Construction 5.5.4.1 (The $\infty $-Category of $\infty $-Categories). We define a simplicial category $\operatorname{QCat}$ as follows:
The objects of $\operatorname{QCat}$ are (small) $\infty $-categories.
If $\operatorname{\mathcal{C}}$ and $\operatorname{\mathcal{D}}$ are $\infty $-categories, then the simplicial set $\operatorname{Hom}_{\operatorname{QCat}}( \operatorname{\mathcal{C}}, \operatorname{\mathcal{D}})_{\bullet }$ is the core $\operatorname{Fun}(\operatorname{\mathcal{C}}, \operatorname{\mathcal{D}})^{\simeq }$ of the functor $\infty $-category $\operatorname{Fun}(\operatorname{\mathcal{C}}, \operatorname{\mathcal{D}})$.
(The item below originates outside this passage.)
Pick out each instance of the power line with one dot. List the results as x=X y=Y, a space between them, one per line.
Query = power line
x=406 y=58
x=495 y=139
If $\operatorname{\mathcal{C}}$, $\operatorname{\mathcal{D}}$, and $\operatorname{\mathcal{E}}$ are $\infty $-categories, then the composition law
\[ \circ : \operatorname{Hom}_{\operatorname{QCat}}(\operatorname{\mathcal{D}}, \operatorname{\mathcal{E}})_{\bullet } \times \operatorname{Hom}_{\operatorname{QCat}}( \operatorname{\mathcal{C}}, \operatorname{\mathcal{D}})_{\bullet } \rightarrow \operatorname{Hom}_{\operatorname{QCat}}( \operatorname{\mathcal{C}}, \operatorname{\mathcal{E}})_{\bullet } \]is induced by the composition map $\operatorname{Fun}( \operatorname{\mathcal{D}}, \operatorname{\mathcal{E}}) \times \operatorname{Fun}(\operatorname{\mathcal{C}}, \operatorname{\mathcal{D}}) \rightarrow \operatorname{Fun}( \operatorname{\mathcal{C}}, \operatorname{\mathcal{E}})$.
We let $\operatorname{\mathcal{QC}}$ denote the homotopy coherent nerve $\operatorname{N}_{\bullet }^{\operatorname{hc}}( \operatorname{QCat})$. We will refer to $\operatorname{\mathcal{QC}}$ as the $\infty $-category of $\infty $-categories.